Validating the Brief Caregiver Satisfaction and Strain Index: A Pilot Study Examining Families with Autistic Children
Harry M Voulgarakis1, Alyssa SooHoo1,2 and Jessica A Scher Lisa1
1Department of Child Study, St. Joseph’s University, New York, United States
2The School of Education, Ruth S. Ammon College of Education and Health Sciences at Adelphi University, United Statesa
Submission:December 20, 2023; Published:January 23, 2024
*Corresponding author:Harry M Voulgarakis, Department of Child Study, St. Joseph’s University, New York, United States, Email: hvoulgarakis@sjny.edu
How to cite this article: Harry M V, Alyssa S, Jessica A Scher L. Validating the Brief Caregiver Satisfaction and Strain Index: A Pilot Study Examining Families with Autistic Children. Glob Glob J Intellect Dev Disabil. 2024; 13(2): 555857. DOI:10.19080/GJIDD.2024.13.555857
Abstract
Many services for children and families worldwide have moved to online, digital and hybrid formats in recent years. The purpose of the current study is to pilot a scale that will assess caregiver satisfaction and strain related to various treatment services. Descriptive statistics, factor analyses, and correlational models were used to analyze the data. Results indicate that the factors are well explained by each variable and several correlations were found including household income associated with supportive providers, satisfaction with treatment, child making gains, and parent - provider communication. Participants in behavioral therapy indicated significant perceptions of treatment satisfaction, however they also produce perceptions of financial strain. The current study shows that the scales as designed may be useful in future research, and in assessing characteristics and service type against satisfaction and strain. Recommendations for future research are discussed, including a more extensive validation study of the presented scale.

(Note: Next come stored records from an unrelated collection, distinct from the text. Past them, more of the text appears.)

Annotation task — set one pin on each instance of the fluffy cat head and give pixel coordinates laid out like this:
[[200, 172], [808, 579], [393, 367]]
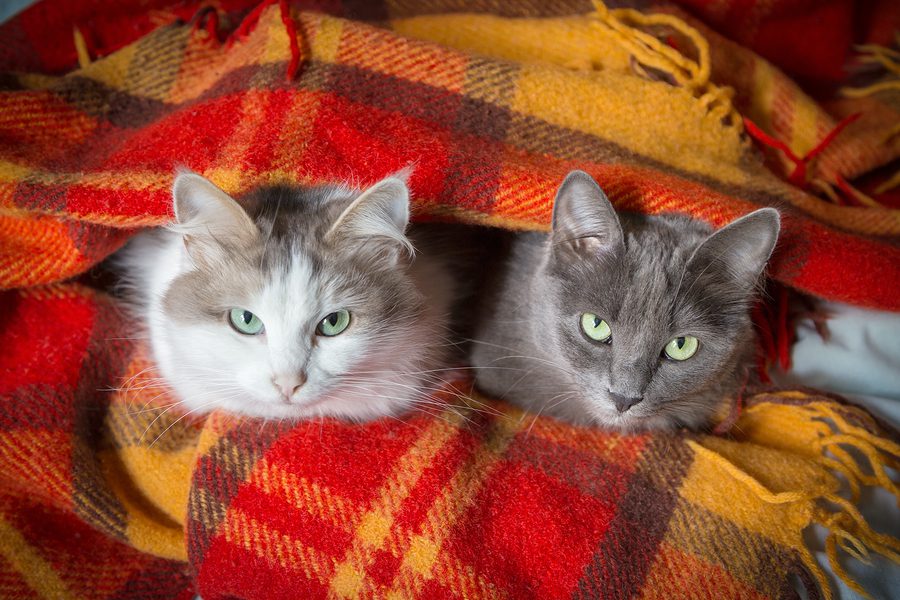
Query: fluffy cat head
[[651, 318], [292, 302]]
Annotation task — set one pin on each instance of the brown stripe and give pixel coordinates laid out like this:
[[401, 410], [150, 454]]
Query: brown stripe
[[748, 557], [106, 358], [217, 478], [627, 551]]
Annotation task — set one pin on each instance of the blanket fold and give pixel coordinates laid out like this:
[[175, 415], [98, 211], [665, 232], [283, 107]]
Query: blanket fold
[[109, 491]]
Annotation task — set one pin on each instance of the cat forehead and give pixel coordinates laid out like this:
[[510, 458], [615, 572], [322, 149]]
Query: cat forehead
[[642, 280], [288, 215]]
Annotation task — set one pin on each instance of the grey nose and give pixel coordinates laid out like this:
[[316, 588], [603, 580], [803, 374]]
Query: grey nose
[[623, 403]]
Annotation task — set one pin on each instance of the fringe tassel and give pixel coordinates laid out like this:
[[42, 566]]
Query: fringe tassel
[[798, 176], [81, 48], [839, 430], [886, 58], [251, 20], [648, 51]]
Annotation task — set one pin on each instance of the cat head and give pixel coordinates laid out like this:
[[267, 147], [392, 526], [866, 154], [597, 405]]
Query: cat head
[[292, 302], [653, 318]]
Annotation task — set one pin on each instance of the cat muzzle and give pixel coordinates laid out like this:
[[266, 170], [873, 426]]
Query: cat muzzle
[[623, 403]]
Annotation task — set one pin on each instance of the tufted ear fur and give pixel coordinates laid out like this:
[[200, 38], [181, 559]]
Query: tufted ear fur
[[378, 219], [584, 220], [208, 218], [739, 251]]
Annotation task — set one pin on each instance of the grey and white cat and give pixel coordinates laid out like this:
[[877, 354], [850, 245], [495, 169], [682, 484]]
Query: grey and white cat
[[629, 322], [291, 302]]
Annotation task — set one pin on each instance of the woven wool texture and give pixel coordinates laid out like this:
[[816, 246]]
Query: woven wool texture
[[107, 493]]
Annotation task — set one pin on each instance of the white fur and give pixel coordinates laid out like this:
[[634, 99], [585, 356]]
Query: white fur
[[368, 371]]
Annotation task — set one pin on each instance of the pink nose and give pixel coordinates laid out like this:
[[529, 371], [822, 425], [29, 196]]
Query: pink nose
[[289, 384]]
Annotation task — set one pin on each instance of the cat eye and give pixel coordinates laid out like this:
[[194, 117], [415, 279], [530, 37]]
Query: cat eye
[[682, 348], [334, 324], [245, 322], [595, 328]]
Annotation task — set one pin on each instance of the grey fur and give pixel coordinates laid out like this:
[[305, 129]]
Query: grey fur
[[652, 278], [298, 253]]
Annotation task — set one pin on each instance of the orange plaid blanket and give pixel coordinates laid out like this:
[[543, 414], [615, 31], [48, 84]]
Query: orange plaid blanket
[[106, 494]]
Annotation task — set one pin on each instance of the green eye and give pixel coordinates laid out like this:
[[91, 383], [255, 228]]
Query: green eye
[[334, 324], [245, 321], [682, 348], [595, 327]]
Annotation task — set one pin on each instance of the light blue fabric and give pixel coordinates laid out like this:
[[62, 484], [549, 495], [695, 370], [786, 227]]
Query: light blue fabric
[[8, 8], [861, 360]]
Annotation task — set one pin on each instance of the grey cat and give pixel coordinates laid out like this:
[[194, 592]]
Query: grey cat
[[629, 322], [292, 302]]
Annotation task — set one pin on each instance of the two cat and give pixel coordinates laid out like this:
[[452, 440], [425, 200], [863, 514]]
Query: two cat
[[308, 302]]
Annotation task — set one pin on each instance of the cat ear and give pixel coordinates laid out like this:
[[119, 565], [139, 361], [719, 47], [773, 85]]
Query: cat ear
[[205, 215], [584, 220], [379, 216], [739, 250]]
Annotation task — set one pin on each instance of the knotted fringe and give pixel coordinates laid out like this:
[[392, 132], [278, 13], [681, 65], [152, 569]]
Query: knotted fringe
[[846, 441], [252, 19], [887, 58], [648, 51]]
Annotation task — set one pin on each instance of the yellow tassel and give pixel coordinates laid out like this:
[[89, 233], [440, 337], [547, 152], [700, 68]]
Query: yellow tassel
[[889, 59], [84, 57], [843, 439], [648, 51]]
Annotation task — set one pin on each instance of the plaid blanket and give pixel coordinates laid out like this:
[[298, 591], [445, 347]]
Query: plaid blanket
[[106, 493]]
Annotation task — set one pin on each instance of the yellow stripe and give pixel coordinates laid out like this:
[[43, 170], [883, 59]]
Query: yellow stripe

Keywords: Autism; Parenting; Satisfaction; Caregiver strain; Socioeconomic status
Introduction
In the wake of a global pandemic, many vulnerable populations have become adversely impacted by COVID-19. Children with neurodevelopmental disorders, like many other conditions that may require intensive educational support or therapies, have experienced significant consequences. Autism spectrum disorder (ASD) is one of the most rapidly growing groups of neurodevelopmental disorders found in early childhood. In addition to special education support, supplemental therapies either provided through educational funding, federal or state programs, or privately, are common and often essential for families managing and improving outcomes for autistic children. In the current post-COVID era, many children with neurodevelopmental disorders are still receiving related services via telehealth, or not at all. These imposed barriers to intervention are resulting in significant delays to intervention onset or even missed opportunities for intervention altogether [1]. Difficulties in obtaining help for children with special needs is an area of great concern for parents and professionals alike. A pertinent question that has been raised with the increase in the usage of telehealth to deliver services for children with neurodevelopmental disorders is what the impact on parental satisfaction is. Previous research has found that even when services have been below what is best practice, parents may still report generally high levels of satisfaction. For instance, McIntyre and Zemantic [2] found that on average, children with ASD receive 13 hours of education and therapy per week and that parents generally rated high satisfaction despite having services below best practice guidelines. This is relevant as research has found that parent satisfaction in an early and intensive behavior intervention program was associated with the child’s gains in functioning [3]. Similarly, Adib et al., [4] found parent satisfaction in a sample of parents of children with ASD to be correlated with higher levels of education, better access to medical support, and being better informed about parent support.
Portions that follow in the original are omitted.